Financial planning for the future is diversified with various financial products. Savings and investment plans are predominant and prove beneficial in the long term. When choosing between savings and investment plans, it is important to understand the difference to maximise benefits. Let us understand what they mean and later know the differences here.

What are Savings Plans?

A savings plan for future financial needs is a way to accumulate a portion of your income regularly to make it a large corpus in the long term. With an insurance savings plan, you can benefit from receiving a life cover while ensuring guaranteed returns on maturity. You can also customise the plan based on your preference to serve your financial needs appropriately.
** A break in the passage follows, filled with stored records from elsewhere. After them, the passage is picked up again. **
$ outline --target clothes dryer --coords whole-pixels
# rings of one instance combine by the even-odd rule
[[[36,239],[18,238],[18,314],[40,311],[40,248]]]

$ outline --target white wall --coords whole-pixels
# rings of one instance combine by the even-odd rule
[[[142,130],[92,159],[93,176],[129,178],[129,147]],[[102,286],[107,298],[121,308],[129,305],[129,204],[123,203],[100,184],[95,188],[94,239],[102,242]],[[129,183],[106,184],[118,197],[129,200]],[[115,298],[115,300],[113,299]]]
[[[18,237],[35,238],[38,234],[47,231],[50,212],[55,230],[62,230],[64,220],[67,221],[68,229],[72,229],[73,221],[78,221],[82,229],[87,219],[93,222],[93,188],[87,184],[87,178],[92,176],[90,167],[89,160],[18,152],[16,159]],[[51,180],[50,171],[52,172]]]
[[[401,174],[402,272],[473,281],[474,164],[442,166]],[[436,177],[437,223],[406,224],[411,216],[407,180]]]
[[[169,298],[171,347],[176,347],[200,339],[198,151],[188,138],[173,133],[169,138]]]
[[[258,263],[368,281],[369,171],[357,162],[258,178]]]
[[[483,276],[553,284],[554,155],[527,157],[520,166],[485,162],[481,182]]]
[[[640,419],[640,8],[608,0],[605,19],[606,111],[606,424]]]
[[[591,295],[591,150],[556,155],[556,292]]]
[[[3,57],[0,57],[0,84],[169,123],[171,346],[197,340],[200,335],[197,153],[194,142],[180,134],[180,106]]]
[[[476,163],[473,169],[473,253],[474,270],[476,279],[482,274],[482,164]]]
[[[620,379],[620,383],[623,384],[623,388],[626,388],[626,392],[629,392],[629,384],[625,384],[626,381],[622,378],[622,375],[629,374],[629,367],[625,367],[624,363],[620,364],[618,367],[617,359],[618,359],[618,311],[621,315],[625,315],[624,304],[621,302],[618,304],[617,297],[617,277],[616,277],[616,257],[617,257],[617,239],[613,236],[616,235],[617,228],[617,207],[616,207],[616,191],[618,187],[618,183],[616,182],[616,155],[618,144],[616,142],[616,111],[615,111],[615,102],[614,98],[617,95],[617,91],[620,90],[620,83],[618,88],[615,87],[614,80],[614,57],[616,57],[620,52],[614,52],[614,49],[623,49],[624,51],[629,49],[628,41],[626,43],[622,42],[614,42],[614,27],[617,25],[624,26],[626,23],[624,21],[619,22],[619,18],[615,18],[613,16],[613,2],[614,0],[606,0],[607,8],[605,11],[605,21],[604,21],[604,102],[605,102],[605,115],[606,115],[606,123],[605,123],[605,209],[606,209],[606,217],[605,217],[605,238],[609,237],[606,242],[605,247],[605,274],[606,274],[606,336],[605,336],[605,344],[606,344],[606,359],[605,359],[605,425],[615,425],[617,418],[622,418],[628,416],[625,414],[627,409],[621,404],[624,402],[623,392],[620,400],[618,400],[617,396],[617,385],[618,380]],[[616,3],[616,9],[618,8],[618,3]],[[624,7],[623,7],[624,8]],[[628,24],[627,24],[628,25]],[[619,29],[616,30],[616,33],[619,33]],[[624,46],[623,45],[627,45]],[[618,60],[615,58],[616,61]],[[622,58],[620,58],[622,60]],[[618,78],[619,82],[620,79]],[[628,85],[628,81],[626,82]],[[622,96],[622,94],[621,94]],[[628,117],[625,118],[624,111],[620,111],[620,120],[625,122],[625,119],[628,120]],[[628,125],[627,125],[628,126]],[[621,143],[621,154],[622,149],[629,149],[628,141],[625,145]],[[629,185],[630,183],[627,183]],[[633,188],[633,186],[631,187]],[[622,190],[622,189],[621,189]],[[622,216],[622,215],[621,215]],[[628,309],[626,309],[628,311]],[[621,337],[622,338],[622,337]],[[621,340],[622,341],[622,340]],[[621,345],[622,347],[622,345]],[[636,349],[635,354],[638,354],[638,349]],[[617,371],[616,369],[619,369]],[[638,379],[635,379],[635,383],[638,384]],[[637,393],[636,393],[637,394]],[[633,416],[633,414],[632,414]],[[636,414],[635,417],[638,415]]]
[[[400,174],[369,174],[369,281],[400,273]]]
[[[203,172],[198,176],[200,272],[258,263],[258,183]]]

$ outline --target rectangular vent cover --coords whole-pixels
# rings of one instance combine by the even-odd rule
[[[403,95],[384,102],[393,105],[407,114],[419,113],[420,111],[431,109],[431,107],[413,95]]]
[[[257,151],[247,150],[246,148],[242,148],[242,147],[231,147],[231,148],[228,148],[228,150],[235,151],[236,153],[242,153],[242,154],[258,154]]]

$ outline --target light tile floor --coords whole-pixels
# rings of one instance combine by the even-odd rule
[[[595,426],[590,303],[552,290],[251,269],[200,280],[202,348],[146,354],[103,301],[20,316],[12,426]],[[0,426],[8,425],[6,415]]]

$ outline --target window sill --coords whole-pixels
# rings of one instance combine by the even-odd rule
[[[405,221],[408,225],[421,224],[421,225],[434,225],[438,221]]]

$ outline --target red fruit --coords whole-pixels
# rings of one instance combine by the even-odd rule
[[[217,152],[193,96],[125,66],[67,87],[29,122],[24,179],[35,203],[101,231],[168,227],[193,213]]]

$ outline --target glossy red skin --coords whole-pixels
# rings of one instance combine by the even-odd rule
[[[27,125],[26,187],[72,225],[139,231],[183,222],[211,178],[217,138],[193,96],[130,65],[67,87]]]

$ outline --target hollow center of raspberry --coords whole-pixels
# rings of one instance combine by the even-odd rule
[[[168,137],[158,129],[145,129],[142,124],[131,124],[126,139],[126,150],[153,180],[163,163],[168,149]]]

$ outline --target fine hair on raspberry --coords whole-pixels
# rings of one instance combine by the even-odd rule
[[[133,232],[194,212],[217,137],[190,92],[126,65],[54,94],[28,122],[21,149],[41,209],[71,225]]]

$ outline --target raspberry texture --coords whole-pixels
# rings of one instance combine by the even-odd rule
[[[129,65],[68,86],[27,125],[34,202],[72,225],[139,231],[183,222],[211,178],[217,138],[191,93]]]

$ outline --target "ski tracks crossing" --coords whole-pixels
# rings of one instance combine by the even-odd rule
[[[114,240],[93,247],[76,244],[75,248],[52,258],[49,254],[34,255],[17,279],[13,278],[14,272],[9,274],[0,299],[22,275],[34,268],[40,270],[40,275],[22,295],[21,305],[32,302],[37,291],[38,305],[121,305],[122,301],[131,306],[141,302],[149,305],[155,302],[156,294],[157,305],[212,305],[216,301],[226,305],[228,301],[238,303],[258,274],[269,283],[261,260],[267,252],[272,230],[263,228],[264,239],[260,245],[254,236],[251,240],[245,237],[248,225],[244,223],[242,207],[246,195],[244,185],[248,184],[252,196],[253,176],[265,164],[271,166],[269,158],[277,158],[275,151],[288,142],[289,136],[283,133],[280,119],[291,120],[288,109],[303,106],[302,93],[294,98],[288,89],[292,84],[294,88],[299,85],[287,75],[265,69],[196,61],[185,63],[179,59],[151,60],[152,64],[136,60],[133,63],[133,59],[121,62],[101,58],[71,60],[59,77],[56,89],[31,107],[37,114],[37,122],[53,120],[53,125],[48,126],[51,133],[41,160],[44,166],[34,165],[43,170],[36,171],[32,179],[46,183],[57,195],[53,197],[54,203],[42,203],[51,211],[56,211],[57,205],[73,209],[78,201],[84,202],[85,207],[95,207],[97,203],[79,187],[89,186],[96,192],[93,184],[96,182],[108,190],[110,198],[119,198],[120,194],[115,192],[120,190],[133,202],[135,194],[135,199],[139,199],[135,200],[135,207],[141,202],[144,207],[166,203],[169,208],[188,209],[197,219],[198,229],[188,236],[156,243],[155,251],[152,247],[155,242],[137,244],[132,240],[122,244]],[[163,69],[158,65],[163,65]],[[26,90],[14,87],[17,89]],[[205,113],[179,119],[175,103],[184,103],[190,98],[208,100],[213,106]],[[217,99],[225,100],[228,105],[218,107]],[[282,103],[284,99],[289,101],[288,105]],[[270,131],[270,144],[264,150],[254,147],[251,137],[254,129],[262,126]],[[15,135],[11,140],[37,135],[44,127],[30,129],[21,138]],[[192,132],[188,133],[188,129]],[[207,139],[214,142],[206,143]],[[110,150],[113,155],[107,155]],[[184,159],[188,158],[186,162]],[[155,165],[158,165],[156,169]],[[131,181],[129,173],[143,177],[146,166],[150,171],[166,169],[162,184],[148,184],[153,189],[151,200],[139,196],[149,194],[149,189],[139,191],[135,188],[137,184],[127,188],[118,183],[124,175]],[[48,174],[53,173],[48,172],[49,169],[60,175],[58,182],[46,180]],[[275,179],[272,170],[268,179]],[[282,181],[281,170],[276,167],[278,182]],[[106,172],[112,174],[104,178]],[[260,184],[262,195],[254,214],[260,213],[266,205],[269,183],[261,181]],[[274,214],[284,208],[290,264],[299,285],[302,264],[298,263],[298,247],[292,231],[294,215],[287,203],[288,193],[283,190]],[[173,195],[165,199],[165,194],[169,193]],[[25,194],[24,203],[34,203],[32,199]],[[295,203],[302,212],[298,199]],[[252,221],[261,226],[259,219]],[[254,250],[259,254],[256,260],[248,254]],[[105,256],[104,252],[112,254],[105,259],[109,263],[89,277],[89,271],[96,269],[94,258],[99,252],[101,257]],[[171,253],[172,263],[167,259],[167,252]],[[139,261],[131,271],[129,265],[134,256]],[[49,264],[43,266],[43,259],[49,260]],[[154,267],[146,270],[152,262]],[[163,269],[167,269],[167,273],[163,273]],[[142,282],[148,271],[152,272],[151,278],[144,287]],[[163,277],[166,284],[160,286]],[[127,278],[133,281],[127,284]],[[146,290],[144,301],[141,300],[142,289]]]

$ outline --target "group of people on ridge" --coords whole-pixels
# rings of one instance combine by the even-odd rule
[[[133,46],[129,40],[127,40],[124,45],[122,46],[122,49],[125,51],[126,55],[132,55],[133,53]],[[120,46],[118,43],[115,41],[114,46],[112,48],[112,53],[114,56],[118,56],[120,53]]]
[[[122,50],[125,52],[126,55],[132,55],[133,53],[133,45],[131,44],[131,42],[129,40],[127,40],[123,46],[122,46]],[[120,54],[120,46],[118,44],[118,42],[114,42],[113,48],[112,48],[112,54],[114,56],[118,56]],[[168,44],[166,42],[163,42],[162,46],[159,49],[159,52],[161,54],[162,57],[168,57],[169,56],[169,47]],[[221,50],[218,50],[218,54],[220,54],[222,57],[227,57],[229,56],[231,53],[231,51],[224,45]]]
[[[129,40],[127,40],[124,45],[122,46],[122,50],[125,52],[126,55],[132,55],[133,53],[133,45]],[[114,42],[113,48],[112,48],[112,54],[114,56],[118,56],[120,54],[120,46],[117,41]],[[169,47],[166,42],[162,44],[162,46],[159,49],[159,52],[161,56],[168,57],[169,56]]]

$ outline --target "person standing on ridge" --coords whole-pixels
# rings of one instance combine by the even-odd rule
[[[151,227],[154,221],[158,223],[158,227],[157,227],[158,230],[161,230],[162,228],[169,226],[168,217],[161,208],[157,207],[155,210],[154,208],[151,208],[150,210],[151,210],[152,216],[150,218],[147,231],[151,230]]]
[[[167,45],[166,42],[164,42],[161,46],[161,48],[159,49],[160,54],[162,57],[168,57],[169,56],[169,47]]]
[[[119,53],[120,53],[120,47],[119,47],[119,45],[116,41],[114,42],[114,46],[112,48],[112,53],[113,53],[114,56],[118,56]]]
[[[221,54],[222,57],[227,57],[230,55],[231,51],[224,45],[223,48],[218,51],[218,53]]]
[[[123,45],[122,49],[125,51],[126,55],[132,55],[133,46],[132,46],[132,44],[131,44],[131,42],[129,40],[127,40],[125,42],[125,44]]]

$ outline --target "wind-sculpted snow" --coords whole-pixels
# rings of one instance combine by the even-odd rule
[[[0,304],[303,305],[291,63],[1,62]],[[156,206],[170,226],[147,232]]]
For instance, the Tata AIA life insurance plan with life cover and savings benefits offers the option to receive the guaranteed returns as a regular income for a defined income period or as an endowment benefit. Therefore, it is a safe and secure method to increase your savings.

What are Investment Plans?

Investment plans are financial products that help you invest money to create wealth for future financial needs. It can be investing in real estate, financial securities, and other similar products that appreciate capital. You have to choose the investment plans based on your risk profile to secure your returns. Also, you can combine investment and life cover in a single life insurance policy such as ULIPs.

Saving vs Investment Plans

Understanding the difference between savings and investment plans help you make smart financial decisions in life. Here are a few factors to help them distinguish better.

  1. Purpose – Purpose is another important factor that helps you identify the right financial product for your financial needs. If you want to secure a portion of your income safely for your future financial needs or defined money goals, you can choose a savings plan in India. On the other hand, choose an investment solution if you intend to appreciate your capital for future financial needs and can afford to take a quantifiable risk.
  2. Risk – Savings and investment plans differ based on the risk involved in the financial product. Insurance savings plans are highly secure as they reserve your savings in the long term to provide it as a guaranteed return on maturity while providing a life cover. If you have parked your funds in a savings plan, you can stay peaceful without monitoring the risk factors that affect your fund value.

On the other hand, as investment plans are based on market movements, it involves a huge amount of risk. However, you can secure your money by investing based on your conservative or aggressive risk appetite. With adequate knowledge and experience, you can appreciate your capital by choosing the right products based on your income and future financial needs.

  1. Liquidity – Liquidity is an important factor that determines the purpose of your financial assets. As the amount in your savings plan gets added periodically, you can open it to receive the saved funds accumulated for an emergency or other purposes.

However, as investment plans are based on external social, economic and political factors that affect the market price movements, the invested fund may vary in value, either increased or decreased. Therefore, while you have the flexibility to take out money from your savings and investment plans based on the product features, it is always advised not to do so to help your fund increase in value in the long term.


Savings and investment plans have distinct policy features. First, understand the difference between savings and investment to know the right solution for your requirements. Second, evaluate your steady flow of income and future financial commitments and then choose the right product for your financial needs. And, to maximise the benefits, stay invested in your savings or investment plans in the long term!